# The QUANTSELECT Procedure (Experimental)

## Getting Started: QUANTSELECT Procedure

This example demonstrates how you can use the QUANTSELECT procedure to select covariate effects for quantile regression. The data set under investigation contains salary and performance information for Major League Baseball (MLB) players, excluding pitchers, who played at least one game in both the 1986 and 1987 seasons.
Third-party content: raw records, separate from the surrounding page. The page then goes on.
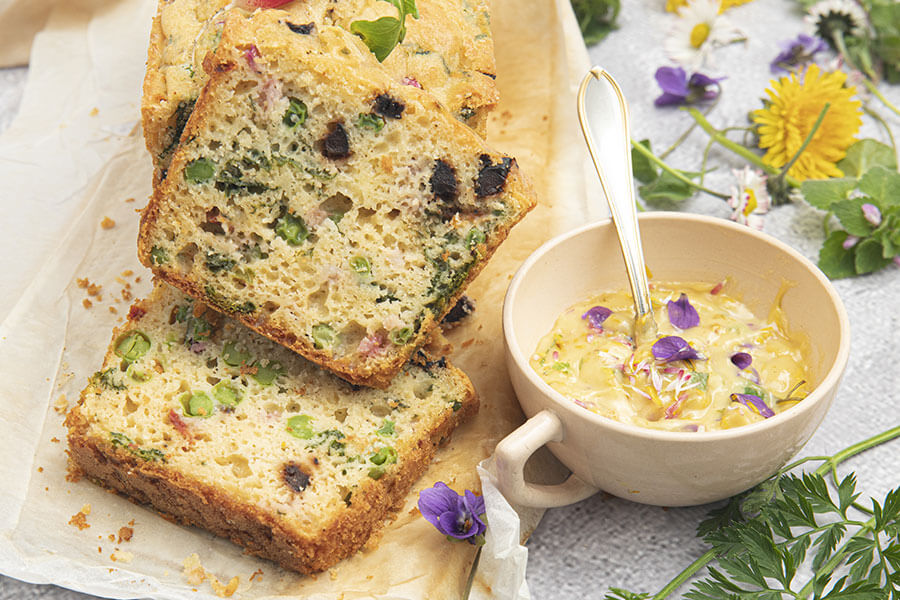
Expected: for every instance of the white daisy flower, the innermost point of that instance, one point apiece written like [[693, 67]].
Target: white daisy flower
[[750, 200], [828, 17], [698, 31]]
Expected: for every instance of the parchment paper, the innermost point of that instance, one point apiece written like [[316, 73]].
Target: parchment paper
[[50, 342]]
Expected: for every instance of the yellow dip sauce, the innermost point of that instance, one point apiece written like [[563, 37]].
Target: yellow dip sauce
[[591, 358]]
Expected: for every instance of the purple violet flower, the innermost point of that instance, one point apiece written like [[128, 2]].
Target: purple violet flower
[[671, 348], [681, 314], [871, 214], [455, 515], [595, 316], [754, 403], [797, 53], [679, 89], [741, 360]]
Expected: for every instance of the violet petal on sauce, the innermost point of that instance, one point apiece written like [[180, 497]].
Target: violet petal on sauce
[[741, 360], [681, 314], [671, 348], [595, 316], [754, 403]]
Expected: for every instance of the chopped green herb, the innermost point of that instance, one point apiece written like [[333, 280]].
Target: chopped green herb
[[323, 335], [370, 121], [199, 170], [267, 373], [131, 346], [292, 229], [295, 114], [300, 426]]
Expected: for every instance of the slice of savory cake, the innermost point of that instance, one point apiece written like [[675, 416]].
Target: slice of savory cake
[[324, 205], [221, 428], [448, 51]]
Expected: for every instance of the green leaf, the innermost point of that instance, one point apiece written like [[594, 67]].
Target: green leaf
[[870, 256], [865, 154], [882, 185], [643, 168], [596, 18], [822, 193], [834, 261], [381, 35]]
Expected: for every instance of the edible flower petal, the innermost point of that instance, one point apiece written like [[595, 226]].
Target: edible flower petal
[[458, 516], [754, 403], [671, 348], [681, 314], [595, 316], [741, 360]]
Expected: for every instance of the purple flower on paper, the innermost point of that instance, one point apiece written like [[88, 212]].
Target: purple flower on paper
[[681, 314], [455, 515], [679, 89], [595, 316], [872, 214], [741, 360], [754, 403], [796, 53], [671, 348]]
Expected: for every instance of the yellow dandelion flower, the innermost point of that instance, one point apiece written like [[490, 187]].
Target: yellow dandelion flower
[[794, 105], [674, 5]]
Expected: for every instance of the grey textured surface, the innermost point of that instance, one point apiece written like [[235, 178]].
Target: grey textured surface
[[581, 550]]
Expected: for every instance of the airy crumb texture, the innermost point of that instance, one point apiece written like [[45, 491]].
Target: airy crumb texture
[[448, 51], [221, 428], [279, 208]]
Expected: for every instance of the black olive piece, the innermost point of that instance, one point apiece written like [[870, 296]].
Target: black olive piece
[[302, 29], [443, 181], [388, 107], [492, 177], [335, 144], [296, 479]]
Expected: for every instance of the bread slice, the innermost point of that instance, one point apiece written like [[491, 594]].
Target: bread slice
[[324, 205], [220, 428], [448, 51]]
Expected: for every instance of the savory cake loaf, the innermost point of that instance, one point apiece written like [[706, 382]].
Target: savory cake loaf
[[323, 204], [221, 428], [447, 51]]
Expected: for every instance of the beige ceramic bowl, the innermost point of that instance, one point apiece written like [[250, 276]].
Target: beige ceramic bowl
[[644, 465]]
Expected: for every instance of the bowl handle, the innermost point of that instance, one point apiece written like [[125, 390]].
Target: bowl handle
[[513, 452]]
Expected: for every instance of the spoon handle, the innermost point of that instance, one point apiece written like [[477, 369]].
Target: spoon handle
[[613, 164]]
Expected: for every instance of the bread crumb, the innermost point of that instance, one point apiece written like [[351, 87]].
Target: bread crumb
[[125, 534], [79, 519], [121, 556]]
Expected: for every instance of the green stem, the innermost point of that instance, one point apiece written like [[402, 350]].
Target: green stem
[[741, 151], [471, 578], [682, 577], [661, 164], [875, 92]]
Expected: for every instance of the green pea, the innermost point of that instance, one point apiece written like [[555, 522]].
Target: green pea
[[370, 121], [266, 374], [199, 170], [400, 335], [235, 354], [291, 229], [300, 426], [474, 237], [132, 346], [387, 428], [360, 265], [385, 456], [323, 335], [197, 404], [226, 394], [295, 114]]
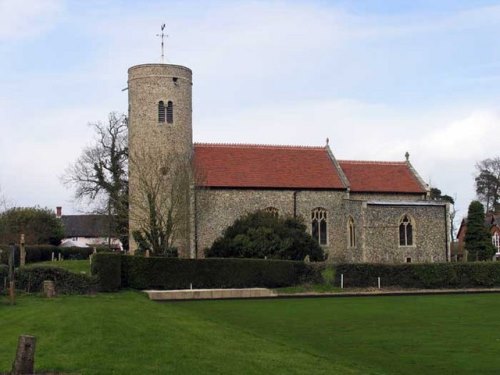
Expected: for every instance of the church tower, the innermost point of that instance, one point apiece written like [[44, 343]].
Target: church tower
[[160, 133]]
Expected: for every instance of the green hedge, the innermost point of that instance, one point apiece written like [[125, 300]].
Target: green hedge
[[4, 272], [30, 279], [171, 273], [425, 276], [107, 267]]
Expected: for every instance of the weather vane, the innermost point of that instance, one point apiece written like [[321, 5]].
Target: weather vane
[[162, 35]]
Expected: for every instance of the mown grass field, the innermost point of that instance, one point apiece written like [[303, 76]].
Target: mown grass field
[[124, 333]]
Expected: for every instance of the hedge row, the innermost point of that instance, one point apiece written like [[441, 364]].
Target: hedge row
[[172, 273], [425, 276], [4, 273], [30, 279], [41, 253], [108, 269]]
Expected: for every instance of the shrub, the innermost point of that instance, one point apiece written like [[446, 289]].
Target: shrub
[[432, 275], [30, 279], [107, 268], [4, 273], [264, 235], [171, 273]]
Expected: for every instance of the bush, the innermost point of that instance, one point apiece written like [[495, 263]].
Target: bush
[[264, 235], [171, 273], [107, 268], [30, 279], [425, 276], [4, 273]]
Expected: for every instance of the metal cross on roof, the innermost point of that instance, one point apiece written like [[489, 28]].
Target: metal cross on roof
[[162, 35]]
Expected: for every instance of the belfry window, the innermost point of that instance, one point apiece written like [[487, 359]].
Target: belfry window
[[352, 232], [161, 111], [405, 232], [319, 226], [272, 210], [170, 112]]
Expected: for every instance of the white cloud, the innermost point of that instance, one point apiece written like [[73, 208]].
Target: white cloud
[[27, 18]]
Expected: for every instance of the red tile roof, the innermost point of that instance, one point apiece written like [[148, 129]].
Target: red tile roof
[[260, 166], [381, 177], [298, 167]]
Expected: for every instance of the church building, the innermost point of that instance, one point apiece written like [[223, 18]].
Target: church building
[[358, 211]]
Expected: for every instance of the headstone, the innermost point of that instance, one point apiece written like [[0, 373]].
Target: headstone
[[49, 288], [24, 363]]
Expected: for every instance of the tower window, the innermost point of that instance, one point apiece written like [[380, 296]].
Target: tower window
[[272, 210], [319, 226], [352, 232], [161, 111], [170, 112], [405, 232]]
The salaries (Time Inc., 1987) are for the 1987 season, and the performance measures are from 1986 (Reichler, 1987).

data baseball;
length team $12; input name$ 1-18 nAtBat nHits nHome nRuns nRBI nBB
yrMajor crAtBat crHits crHome crRuns crRbi crBB
League $Division$ Team $Position$ nOuts nAssts
nError Salary;
label name="Player's Name"
nAtBat="Times at Bat in 1986"
nHits="Hits in 1986"
nHome="Home Runs in 1986"
nRuns="Runs in 1986"
nRBI="RBIs in 1986"
nBB="Walks in 1986"
yrMajor="Years in the Major Leagues"
crAtBat="Career times at bat"
crHits="Career Hits"
crHome="Career Home Runs"
crRuns="Career Runs"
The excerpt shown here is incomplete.